Now you can use the DOMWriter program with the special c switch to convert this document to canonical form; the > canonical.xml part at the end sends the output of the program to a file named canonical.xml. (We'll see how to set up the Java classpath environment variable as it must be set up to make this work in Chapter 11.).

%java dom.DOMWriter -c order.xml > canonical.xml java -cp xml4j.jar;xerces.jar;xercesSamples.jar dom.DOMWriter -c order.xml > canonical.xml

Here's the result. (Note that DOMWriter has preserved all the whitespace in the document, and the 
 entity references stand for the UTF-8 code for a linefeed. You also can give codes in hexadecimal if you include an "x" before the number like this for a linefeed: &#xA.)

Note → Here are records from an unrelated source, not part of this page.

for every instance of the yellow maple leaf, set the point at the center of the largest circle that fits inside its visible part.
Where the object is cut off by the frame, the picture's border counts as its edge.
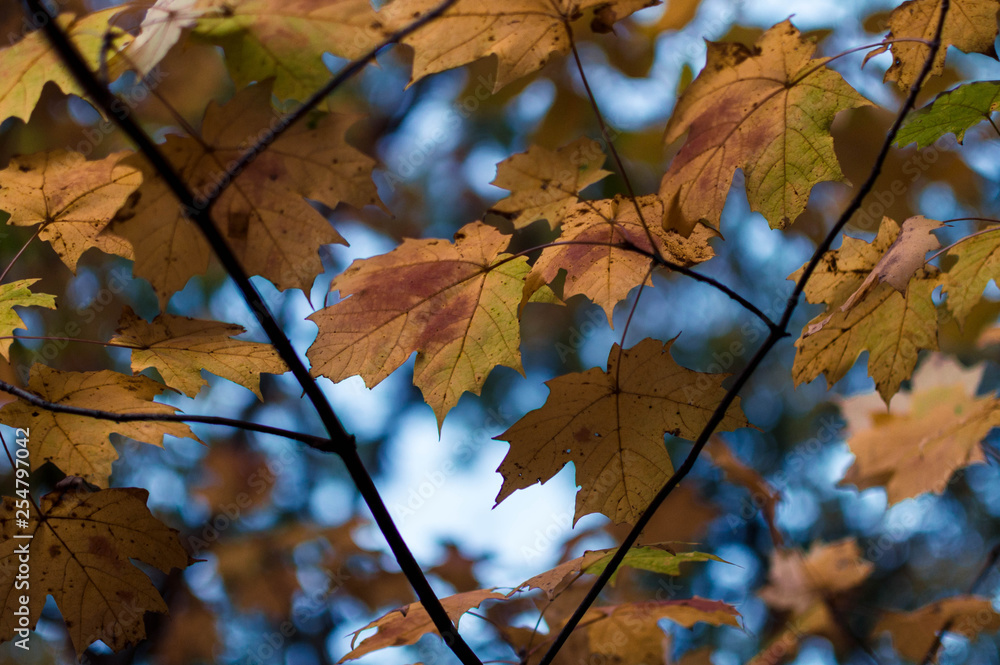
(456, 304)
(598, 266)
(180, 347)
(611, 426)
(79, 554)
(408, 624)
(73, 199)
(970, 25)
(286, 39)
(79, 445)
(766, 110)
(544, 183)
(891, 326)
(17, 294)
(927, 434)
(30, 63)
(263, 214)
(523, 34)
(977, 261)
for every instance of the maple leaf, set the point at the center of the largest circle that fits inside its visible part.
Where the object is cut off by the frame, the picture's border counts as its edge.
(73, 199)
(31, 62)
(656, 558)
(601, 262)
(797, 581)
(611, 426)
(17, 294)
(625, 634)
(544, 183)
(929, 433)
(901, 261)
(761, 492)
(263, 214)
(286, 39)
(180, 347)
(891, 326)
(523, 34)
(408, 624)
(977, 262)
(970, 25)
(79, 445)
(766, 110)
(952, 112)
(80, 552)
(913, 633)
(455, 304)
(160, 29)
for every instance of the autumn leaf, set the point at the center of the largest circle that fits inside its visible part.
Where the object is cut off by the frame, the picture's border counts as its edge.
(160, 29)
(766, 110)
(905, 256)
(455, 304)
(80, 550)
(761, 492)
(31, 62)
(977, 262)
(611, 426)
(628, 633)
(73, 199)
(970, 26)
(180, 347)
(544, 183)
(286, 39)
(263, 214)
(522, 34)
(913, 633)
(408, 624)
(600, 257)
(891, 326)
(77, 444)
(927, 434)
(952, 112)
(18, 294)
(654, 558)
(798, 581)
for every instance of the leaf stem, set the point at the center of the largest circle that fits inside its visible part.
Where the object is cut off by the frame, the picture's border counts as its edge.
(340, 442)
(772, 339)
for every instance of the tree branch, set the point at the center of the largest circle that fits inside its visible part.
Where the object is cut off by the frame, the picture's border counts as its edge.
(772, 339)
(340, 442)
(343, 75)
(32, 398)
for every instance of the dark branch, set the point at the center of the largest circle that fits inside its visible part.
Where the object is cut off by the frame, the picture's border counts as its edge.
(772, 339)
(340, 442)
(32, 398)
(343, 75)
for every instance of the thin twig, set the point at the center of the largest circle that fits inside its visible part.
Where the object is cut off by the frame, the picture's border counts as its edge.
(317, 98)
(340, 442)
(97, 414)
(772, 339)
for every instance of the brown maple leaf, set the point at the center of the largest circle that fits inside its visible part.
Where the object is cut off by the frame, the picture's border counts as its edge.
(263, 214)
(456, 304)
(611, 426)
(73, 199)
(80, 555)
(767, 110)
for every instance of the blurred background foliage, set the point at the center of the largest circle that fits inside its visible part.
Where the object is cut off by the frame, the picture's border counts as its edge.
(288, 563)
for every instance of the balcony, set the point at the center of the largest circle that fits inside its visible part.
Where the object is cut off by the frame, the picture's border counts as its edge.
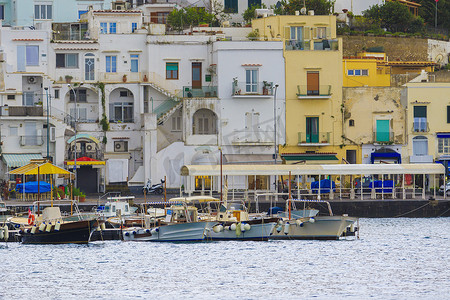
(322, 44)
(420, 127)
(199, 92)
(382, 137)
(315, 139)
(31, 140)
(252, 90)
(22, 111)
(324, 92)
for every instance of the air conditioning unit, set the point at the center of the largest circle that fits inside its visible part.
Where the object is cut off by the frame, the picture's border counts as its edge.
(91, 147)
(121, 146)
(52, 134)
(31, 79)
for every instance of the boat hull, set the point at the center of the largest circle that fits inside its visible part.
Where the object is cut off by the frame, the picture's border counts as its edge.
(323, 228)
(179, 232)
(70, 233)
(257, 232)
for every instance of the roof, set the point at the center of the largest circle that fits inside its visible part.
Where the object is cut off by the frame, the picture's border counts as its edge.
(19, 160)
(337, 169)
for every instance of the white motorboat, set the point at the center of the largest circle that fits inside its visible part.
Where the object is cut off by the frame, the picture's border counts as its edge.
(313, 227)
(180, 224)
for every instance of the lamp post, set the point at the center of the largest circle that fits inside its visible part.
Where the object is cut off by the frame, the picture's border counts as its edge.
(75, 128)
(275, 122)
(48, 128)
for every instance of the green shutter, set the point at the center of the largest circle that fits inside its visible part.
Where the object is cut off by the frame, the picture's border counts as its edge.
(382, 131)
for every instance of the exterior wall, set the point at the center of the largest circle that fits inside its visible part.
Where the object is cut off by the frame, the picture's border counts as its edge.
(374, 78)
(297, 63)
(365, 105)
(434, 97)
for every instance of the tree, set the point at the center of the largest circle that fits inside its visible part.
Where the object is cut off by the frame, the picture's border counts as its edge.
(393, 16)
(320, 7)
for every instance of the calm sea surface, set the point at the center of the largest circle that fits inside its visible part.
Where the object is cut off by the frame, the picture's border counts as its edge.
(394, 259)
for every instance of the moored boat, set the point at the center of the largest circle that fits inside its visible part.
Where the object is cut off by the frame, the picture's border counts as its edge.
(313, 227)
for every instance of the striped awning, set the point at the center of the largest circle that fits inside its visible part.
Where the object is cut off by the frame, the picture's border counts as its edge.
(19, 160)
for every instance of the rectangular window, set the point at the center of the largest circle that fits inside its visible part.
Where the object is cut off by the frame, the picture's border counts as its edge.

<DOCUMENT>&#10;    <CUSTOMER>&#10;        <NAME>&#10; <LAST_NAME>Smith</LAST_NAME>&#10; <FIRST_NAME>Sam</FIRST_NAME>&#10;        </NAME>&#10; <DATE>October 15, 2001</DATE>&#10;        <ORDERS>&#10; <ITEM>&#10;                <PRODUCT>Tomatoes</PRODUCT>&#10; <NUMBER>8</NUMBER>&#10; <PRICE>$1.25</PRICE>&#10;            </ITEM>&#10; <ITEM>&#10;                <PRODUCT>Oranges</PRODUCT>&#10; <NUMBER>24</NUMBER>&#10; <PRICE>$4.98</PRICE>&#10;            </ITEM>&#10; </ORDERS>&#10;    </CUSTOMER>&#10;    <CUSTOMER>&#10; <NAME>&#10;            <LAST_NAME>Jones</LAST_NAME>&#10; <FIRST_NAME>Polly</FIRST_NAME>&#10;        </NAME>&#10; <DATE>October 20, 2001</DATE>&#10;        <ORDERS>&#10; <ITEM>&#10;                <PRODUCT>Bread</PRODUCT>&#10; <NUMBER>12</NUMBER>&#10; <PRICE>$14.95</PRICE>&#10;            </ITEM>&#10; <ITEM>&#10;                <PRODUCT>Apples</PRODUCT>&#10; <NUMBER>6</NUMBER>&#10; <PRICE>$1.50</PRICE>&#10;            </ITEM>&#10; </ORDERS>&#10;    </CUSTOMER>&#10;    <CUSTOMER>&#10; <NAME>&#10;            <LAST_NAME>Weber</LAST_NAME>&#10; <FIRST_NAME>Bill</FIRST_NAME>&#10;        </NAME>&#10; <DATE>October 25, 2001</DATE>&#10;        <ORDERS>&#10; <ITEM>&#10;                <PRODUCT>Asparagus</PRODUCT>&#10; <NUMBER>12</NUMBER>&#10; <PRICE>$2.95</PRICE>&#10;            </ITEM>&#10; <ITEM>&#10;                <PRODUCT>Lettuce</PRODUCT>&#10; <NUMBER>6</NUMBER>&#10; <PRICE>$11.50</PRICE>&#10;            </ITEM>&#10; </ORDERS>&#10;    </CUSTOMER>&#10;</DOCUMENT>

In their canonical form, documents can be compared directly, and any differences will be readily apparent.

This example is also useful because it shows exactly what a DTD looks like and provides us with the perfect starting point for Chapter 3, which is where we start writing DTDs ourselves and create valid XML documents.